Error 132 for wow is usually related to a RAM issue. Download memtest86 (The CD-Boot version). Turn off your PC and remove all but your first stick of RAM, turn it back on and run the first test. The test takes about 30mins if pass turn off your PC and place another stick of RAM in the first slot and test that one. Repeat the same steps for any other sticks you have..

Post what your findings.

I just going to guess here but did you make sure that the RAM from your old system was 100% compatible with the new motherboard. Usually on the Motherboards Manufactures website they list a RAM compatibility for each of their motherboards.


----------



## CS5n531 (Jul 21, 2007)

I'll do this asap, but burning a disk is going to be hard without a burner ^_^


----------



## Aus_Karlos (Mar 10, 2007)

If you have a floppy drive there is a version for that as well. 
http://www.memtest86.com/memtest35.zip


----------



## CS5n531 (Jul 21, 2007)

I ran the Intel Burn Test for about 5 minutes with 100% RAM usage with absolutely no errors with minimal lag. I don't have any spare sticks of RAM to test in my PC, any other suggestions? I don't what else to try.


----------



## CS5n531 (Jul 21, 2007)

After reading up on the WoW forums more, I saw that other people with my soundcard (USB Steelseries Siberia) had the same issue. I unplugged my soundcard, and what do you know - WoW works perfectly.

I guess my goal now is to find out how to play the game with sound? lol. I'm not really interested in unplugging my headset from my soundcard and directly into my computer every time I want to play, is there a better way of going about this?

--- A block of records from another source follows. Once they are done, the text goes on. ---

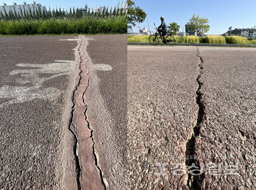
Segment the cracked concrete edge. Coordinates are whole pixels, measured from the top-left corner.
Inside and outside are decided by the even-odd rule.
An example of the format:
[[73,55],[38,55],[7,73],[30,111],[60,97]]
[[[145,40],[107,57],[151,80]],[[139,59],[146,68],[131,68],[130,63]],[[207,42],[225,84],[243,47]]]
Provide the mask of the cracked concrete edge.
[[[141,43],[137,42],[128,42],[128,45],[137,45],[137,46],[152,46],[150,43]],[[166,46],[164,43],[159,43],[158,46]],[[175,46],[217,46],[217,47],[256,47],[255,44],[211,44],[211,43],[177,43],[174,45]]]
[[59,145],[59,154],[61,155],[60,160],[60,167],[56,169],[56,178],[59,181],[57,189],[76,190],[76,161],[73,153],[73,147],[75,144],[75,139],[70,132],[69,127],[72,117],[70,110],[73,106],[73,92],[76,89],[78,79],[79,77],[79,58],[76,56],[76,52],[78,51],[79,44],[78,41],[76,47],[73,49],[74,51],[75,65],[74,71],[68,75],[68,85],[66,90],[66,97],[64,99],[66,106],[62,117],[63,123],[62,138]]
[[[89,85],[89,71],[86,66],[87,60],[83,57],[81,49],[86,43],[81,36],[80,46],[76,52],[76,56],[80,59],[79,81],[76,90],[74,91],[74,115],[72,123],[74,124],[73,131],[76,133],[77,138],[77,149],[76,153],[79,158],[79,163],[81,167],[79,183],[81,189],[105,189],[102,183],[100,170],[97,165],[97,160],[95,154],[93,139],[93,131],[90,127],[85,112],[87,105],[83,98],[85,91]],[[83,139],[83,140],[82,140]]]
[[[83,37],[86,38],[86,37]],[[87,43],[90,43],[86,40]],[[88,106],[86,112],[90,127],[93,130],[95,143],[95,153],[97,156],[98,166],[100,168],[107,189],[124,189],[126,185],[125,164],[119,156],[120,153],[115,147],[115,132],[113,126],[116,124],[112,116],[108,110],[106,103],[100,91],[100,78],[94,67],[93,63],[84,46],[83,50],[88,60],[87,66],[90,71],[89,86],[84,95]]]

Also, I have the newest drivers for the USB soundcard.


----------



## Aus_Karlos (Mar 10, 2007)

USB sound cards are not the best (in my opinion) a nice PCI or PCI-E x1 works well with most games.
But for me the On-board sound i have is good enough. Why dont you plug your speakers/headset into your on-board sound (if you have one).


----------



## CS5n531 (Jul 21, 2007)

I found out that version 2.1 ( the newest driver ) was causing the issues. I downloaded version 2.0 and it works fine now.


----------